So my  own  feeling  was that the United States should work more effectively with the United Nations in order to  pursue U.N.  inspections programs,  with  the  commitment to mount military operations in the Fall of 2003 if  the  inspections and  other  activities  did not provide assurance that there were no significant WMD or programs to produce them.

I did not credit the  claim  that  Iraq  was  a  threat  in potential sharing of its BW with terrorists.  Unfortunately,  as  proved  by  the  anthrax letters in the United States, a little bit of BW is well within the capability of terrorists groups, or of individuals involved with pathogenic organisms in non-terrorist states.

I encourage Dr.

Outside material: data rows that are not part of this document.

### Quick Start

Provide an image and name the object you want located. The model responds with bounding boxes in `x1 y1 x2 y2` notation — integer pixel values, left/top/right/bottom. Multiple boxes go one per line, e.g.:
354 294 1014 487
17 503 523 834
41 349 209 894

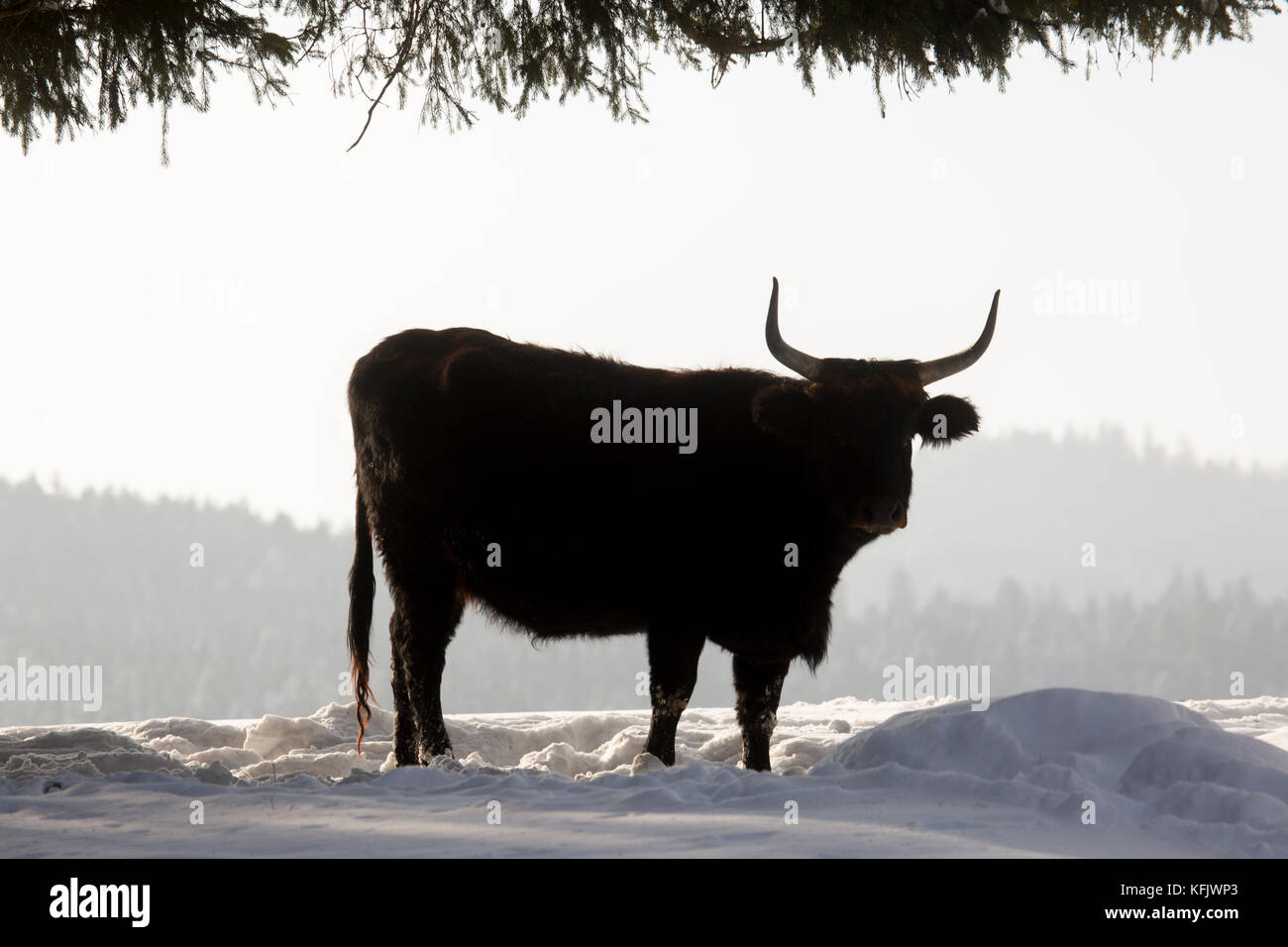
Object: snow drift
0 689 1288 857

Dowker to pursue her political  goals,  but unless they involve her special knowledge as a physicist, to leave the physics profession out of it.

Richard L. Garwin                   

IBM Fellow Emeritus            

 Thomas J. Watson Research Center                       

 P.O. Box 218, Yorktown Heights, NY  10598-0218                     

 (914) 945-2555, FAX: (914) 945-4419            

 INTERNET: RLG2 at watson.ibm.com

How much Should be Covered Inquiry-based Physics Teaching?

Two cheers for Daphne Burleson’s article in support of inquiry-based teaching of physics.  I’ve been involved with this kind of teaching for quite a few years now, mostly in college courses for non-scientists, and I agree that it’s the right thing to do.  Alfred North Whitehead coined the term “inert knowledge” for what you get when you’re not active in learning something.

But how much can you cover?  Advocates of inquiry-based teaching, including those who prepared national standards for secondary schools, recognize that it takes more time to treat a given subject in an inquiry-based manner, and so some coverage of material has to be sacrificed.  But how much?  Physicists often say, following Kelvin, “If you don’t understand something quantitatively, you don’t understand it at all.”  Why abandon this principle when it comes to education?  We also know that order-of-magnitude estimates are better than no estimates at all.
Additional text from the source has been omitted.